The move follows the similar blacklisting of Chinese telecommunications giant Huawei Technologies Co. last month, blocking it from buying U.S. software and components that it needs to make its products.

In a statement on Friday, the Commerce Department said the entities were part of China’s efforts to develop supercomputers. It said they raised national security concerns because the computers were being developed for military uses or in cooperation with the Chinese military.

The Chinese embassy in Washington didn’t immediately respond to a request for comment.

“While Huawei gets attention, the most important sector for U.S.-China economic competition is semiconductors,” Derek Scissors, a China expert at the American Enterprise Institute, who informally advises the Trump administration.

“Coming a week before the president meets Xi Jinping, it’s a welcome sign the U.S. won’t trade advanced technology for Chinese commodities purchases.”

Among those added to the blacklist were AMD’s Chinese joint-venture partner Higon, Commerce said in the statement. Also included were Sugon, which Commerce identified as Higon’s majority owner, along with Chengdu Haiguang Integrated Circuit and Chengdu Haiguang Microelectronics Technology, both of which the department said Higon had an ownership interest in.

The fifth entity is the Wuxi Jiangnan Institute of Computing Technology, which Commerce said was owned by the People’s Liberation Army’s 56th Research Institute. That institute’s mission, according to Commerce, is “to support China’s military modernization.”

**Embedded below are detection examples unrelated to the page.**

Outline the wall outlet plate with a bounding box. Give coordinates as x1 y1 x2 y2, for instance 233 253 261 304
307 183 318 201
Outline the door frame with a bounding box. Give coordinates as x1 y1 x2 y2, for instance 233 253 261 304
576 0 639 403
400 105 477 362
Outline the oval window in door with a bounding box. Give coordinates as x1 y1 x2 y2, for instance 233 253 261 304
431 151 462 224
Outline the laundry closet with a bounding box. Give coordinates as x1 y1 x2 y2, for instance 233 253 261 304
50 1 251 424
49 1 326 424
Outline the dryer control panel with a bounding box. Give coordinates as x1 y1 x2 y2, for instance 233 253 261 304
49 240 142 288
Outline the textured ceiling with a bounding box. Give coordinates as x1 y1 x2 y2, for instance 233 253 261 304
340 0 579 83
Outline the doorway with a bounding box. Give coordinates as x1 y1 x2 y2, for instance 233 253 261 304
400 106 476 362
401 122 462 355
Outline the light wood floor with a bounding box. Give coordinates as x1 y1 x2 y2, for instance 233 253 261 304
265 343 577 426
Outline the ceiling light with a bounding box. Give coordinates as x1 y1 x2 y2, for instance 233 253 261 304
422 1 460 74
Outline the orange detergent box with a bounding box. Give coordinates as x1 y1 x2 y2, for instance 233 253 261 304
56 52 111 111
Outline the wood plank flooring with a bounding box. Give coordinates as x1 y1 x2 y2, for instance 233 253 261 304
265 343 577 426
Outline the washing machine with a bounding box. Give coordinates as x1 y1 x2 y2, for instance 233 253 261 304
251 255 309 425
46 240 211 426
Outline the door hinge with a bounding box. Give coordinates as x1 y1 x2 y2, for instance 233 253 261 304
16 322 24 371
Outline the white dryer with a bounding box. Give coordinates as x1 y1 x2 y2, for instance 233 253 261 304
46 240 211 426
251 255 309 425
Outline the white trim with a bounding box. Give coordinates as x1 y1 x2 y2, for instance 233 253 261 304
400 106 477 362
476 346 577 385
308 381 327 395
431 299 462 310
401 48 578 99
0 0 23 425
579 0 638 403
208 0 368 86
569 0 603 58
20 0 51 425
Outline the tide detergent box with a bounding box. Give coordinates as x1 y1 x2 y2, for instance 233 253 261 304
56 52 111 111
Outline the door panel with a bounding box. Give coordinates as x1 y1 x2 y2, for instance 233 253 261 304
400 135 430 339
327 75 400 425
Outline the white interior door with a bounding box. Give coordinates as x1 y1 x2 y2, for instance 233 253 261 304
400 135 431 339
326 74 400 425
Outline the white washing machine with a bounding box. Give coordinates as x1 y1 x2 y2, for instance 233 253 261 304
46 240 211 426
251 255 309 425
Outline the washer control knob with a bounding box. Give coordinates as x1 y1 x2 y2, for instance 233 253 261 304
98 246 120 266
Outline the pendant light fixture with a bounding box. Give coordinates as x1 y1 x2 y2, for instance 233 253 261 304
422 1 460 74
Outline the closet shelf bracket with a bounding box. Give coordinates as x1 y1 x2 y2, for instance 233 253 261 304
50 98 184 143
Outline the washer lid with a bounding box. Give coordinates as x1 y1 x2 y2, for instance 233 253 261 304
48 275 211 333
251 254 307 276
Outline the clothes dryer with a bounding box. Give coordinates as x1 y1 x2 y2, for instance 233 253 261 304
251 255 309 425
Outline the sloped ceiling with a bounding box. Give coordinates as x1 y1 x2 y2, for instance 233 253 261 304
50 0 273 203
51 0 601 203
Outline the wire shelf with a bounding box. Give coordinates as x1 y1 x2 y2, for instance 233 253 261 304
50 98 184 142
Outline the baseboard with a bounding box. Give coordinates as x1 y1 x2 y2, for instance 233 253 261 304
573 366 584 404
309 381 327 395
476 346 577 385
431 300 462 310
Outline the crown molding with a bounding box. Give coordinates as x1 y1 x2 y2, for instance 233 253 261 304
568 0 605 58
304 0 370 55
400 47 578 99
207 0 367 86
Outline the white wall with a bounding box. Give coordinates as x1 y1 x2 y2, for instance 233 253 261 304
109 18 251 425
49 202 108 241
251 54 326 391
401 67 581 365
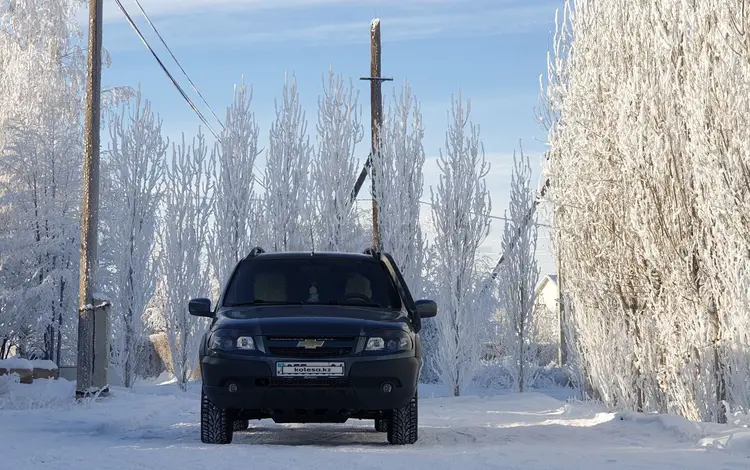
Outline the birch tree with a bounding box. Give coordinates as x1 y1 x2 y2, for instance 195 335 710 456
160 132 215 390
544 0 750 422
265 76 313 251
372 82 426 297
310 69 364 251
102 90 169 387
499 152 539 392
431 94 491 396
0 0 84 362
209 77 265 285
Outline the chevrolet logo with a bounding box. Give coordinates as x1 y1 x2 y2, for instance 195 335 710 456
297 339 325 349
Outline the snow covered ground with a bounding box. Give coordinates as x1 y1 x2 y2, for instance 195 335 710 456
0 380 750 470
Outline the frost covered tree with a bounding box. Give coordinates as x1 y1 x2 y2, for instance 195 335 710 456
310 69 364 251
372 82 426 297
431 94 491 396
543 0 750 422
209 77 265 285
101 90 169 387
498 152 539 392
264 76 313 251
159 132 215 390
0 0 84 362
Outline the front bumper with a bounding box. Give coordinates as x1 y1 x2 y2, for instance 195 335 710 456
201 355 420 412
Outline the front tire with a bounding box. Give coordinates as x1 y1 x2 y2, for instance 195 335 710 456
233 419 250 431
375 418 388 432
201 390 234 444
387 395 419 445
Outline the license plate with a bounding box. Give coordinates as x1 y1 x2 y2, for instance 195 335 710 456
276 362 344 377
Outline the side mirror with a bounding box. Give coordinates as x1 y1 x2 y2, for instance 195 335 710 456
414 299 437 318
188 299 214 318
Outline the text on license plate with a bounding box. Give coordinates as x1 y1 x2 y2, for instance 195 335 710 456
276 362 344 377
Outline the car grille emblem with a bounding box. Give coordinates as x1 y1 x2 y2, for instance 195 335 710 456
297 339 325 349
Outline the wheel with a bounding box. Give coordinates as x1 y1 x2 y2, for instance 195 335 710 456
201 390 234 444
387 394 419 445
233 419 250 431
375 418 388 432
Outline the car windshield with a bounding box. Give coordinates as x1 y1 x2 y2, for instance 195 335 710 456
224 256 401 309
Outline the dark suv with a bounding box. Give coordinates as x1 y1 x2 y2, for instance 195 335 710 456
190 248 437 444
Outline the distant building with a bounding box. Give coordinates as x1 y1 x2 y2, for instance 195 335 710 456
534 274 560 362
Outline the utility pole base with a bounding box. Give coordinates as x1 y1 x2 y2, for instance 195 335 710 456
76 385 111 400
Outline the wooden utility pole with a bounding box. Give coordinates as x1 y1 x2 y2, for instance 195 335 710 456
76 0 103 396
362 18 393 249
557 255 568 367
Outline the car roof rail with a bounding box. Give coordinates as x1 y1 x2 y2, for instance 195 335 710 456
362 246 380 259
247 246 266 258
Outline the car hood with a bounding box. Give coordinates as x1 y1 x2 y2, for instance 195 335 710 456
214 305 408 337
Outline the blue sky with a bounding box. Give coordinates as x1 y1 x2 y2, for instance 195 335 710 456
91 0 562 272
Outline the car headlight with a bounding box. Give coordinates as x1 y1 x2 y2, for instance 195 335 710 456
208 330 255 351
365 330 414 353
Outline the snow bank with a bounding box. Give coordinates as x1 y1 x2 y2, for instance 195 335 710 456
617 413 750 458
700 428 750 458
0 357 34 370
0 375 75 410
31 359 57 370
615 412 705 441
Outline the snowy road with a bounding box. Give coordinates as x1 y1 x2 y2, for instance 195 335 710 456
0 384 750 470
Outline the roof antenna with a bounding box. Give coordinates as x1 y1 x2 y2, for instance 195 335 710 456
310 225 315 255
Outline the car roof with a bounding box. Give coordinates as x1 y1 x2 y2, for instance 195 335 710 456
245 251 380 261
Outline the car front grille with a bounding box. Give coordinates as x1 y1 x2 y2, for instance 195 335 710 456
268 377 351 387
268 346 352 357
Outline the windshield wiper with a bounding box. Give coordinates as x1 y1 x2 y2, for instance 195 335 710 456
225 299 302 307
328 300 385 308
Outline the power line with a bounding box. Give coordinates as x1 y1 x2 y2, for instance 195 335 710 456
355 198 552 228
115 0 219 139
131 0 224 129
115 0 268 190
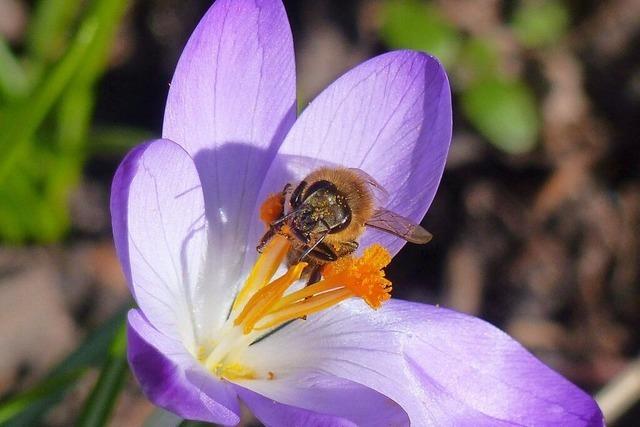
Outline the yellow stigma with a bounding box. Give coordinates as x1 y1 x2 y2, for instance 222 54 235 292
234 244 391 334
196 205 391 380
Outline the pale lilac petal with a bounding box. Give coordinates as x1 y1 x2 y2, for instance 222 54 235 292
238 301 603 426
255 51 452 253
237 387 358 427
111 140 207 347
232 372 409 427
163 0 296 327
127 310 240 425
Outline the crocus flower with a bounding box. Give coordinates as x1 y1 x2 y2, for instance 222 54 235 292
111 0 602 426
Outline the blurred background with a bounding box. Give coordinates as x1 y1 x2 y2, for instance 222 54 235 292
0 0 640 426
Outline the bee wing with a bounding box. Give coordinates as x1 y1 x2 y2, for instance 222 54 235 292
349 168 389 207
366 209 433 244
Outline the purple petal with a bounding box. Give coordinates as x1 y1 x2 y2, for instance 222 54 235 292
111 140 207 348
127 310 240 425
255 51 451 253
232 367 409 426
238 301 603 426
163 0 296 324
237 387 357 427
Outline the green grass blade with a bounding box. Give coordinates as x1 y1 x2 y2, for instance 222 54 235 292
0 19 98 185
77 325 128 427
27 0 83 63
0 36 29 101
0 307 128 427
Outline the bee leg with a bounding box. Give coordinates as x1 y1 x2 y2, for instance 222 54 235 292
311 242 338 262
339 240 360 257
256 227 277 253
306 265 322 286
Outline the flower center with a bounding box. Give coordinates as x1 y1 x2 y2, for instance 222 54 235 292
198 199 392 380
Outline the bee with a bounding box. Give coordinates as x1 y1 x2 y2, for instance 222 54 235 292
257 167 432 283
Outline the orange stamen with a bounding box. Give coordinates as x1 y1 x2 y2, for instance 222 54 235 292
322 244 392 309
233 242 392 335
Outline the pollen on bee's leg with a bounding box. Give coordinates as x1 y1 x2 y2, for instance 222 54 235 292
260 193 284 227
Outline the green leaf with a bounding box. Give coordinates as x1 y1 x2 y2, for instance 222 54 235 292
0 36 28 101
462 77 539 154
0 306 128 427
512 0 569 47
456 37 500 81
381 0 461 66
0 20 98 185
88 126 153 155
77 325 128 427
27 0 83 65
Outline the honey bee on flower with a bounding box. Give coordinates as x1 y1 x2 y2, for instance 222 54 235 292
111 0 602 426
257 167 432 283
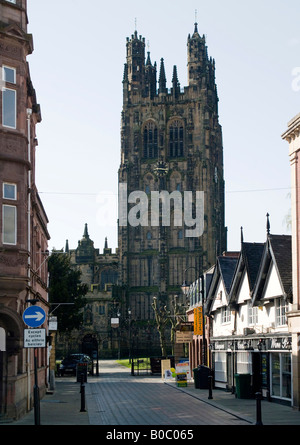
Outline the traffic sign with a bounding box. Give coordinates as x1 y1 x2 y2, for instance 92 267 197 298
23 306 46 328
24 329 46 348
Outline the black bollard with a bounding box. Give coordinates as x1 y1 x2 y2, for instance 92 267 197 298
255 392 263 425
80 374 86 413
208 375 213 400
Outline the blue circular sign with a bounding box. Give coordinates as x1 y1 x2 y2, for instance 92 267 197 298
23 306 46 328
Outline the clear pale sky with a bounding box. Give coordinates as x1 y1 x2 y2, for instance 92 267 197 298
28 0 300 250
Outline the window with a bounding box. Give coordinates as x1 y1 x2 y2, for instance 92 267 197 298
2 205 17 245
3 182 17 200
2 88 17 128
144 122 158 159
221 307 231 324
275 298 288 326
169 121 184 158
2 66 17 128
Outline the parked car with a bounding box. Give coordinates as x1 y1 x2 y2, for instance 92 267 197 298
59 354 93 376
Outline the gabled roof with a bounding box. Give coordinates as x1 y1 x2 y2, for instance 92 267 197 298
229 241 265 303
252 234 292 303
206 254 238 312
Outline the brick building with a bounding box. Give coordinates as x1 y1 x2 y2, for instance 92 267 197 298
0 0 49 418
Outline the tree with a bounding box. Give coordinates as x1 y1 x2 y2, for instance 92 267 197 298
48 252 88 333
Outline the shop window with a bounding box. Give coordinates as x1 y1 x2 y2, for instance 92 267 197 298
271 352 291 399
221 307 231 324
2 88 17 128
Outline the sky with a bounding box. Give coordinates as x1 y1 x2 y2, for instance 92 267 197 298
27 0 300 251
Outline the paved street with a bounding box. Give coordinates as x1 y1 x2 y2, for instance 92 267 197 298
86 361 249 425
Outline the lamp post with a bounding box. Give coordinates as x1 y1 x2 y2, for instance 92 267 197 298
181 266 207 365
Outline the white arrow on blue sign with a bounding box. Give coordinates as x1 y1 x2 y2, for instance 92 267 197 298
23 306 46 328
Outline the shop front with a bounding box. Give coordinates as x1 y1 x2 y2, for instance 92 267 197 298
210 335 292 404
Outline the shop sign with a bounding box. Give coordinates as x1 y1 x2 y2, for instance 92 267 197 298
213 341 227 351
24 329 46 348
49 317 57 331
269 337 292 350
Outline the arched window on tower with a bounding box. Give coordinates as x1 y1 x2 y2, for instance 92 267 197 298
169 120 184 158
143 122 158 159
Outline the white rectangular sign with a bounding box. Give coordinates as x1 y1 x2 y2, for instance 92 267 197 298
49 317 57 331
24 329 46 348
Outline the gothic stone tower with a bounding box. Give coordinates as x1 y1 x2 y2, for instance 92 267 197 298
119 23 226 356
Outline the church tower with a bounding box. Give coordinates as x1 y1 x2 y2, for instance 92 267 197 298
118 23 226 352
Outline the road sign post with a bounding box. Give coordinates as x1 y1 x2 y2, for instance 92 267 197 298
23 305 46 425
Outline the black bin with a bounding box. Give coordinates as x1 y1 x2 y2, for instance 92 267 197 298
76 362 87 383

The blacklisting requires American companies doing business with the Chinese firms to get a license from the U.S. government in order to sell their products. The policy for granting such licenses is that there’s a presumption of denial of such a request, according to the statement.

The action could heighten tensions just as Trump is preparing for a high-stakes meeting with his Xi during the Group of 20 meetings in Japan from June 28-29.

The U.S. said the companies are “involved in activities determined to be contrary to the national security and foreign policy interests of the United States.” The notice will be published in the federal register on Monday, making it an official directive.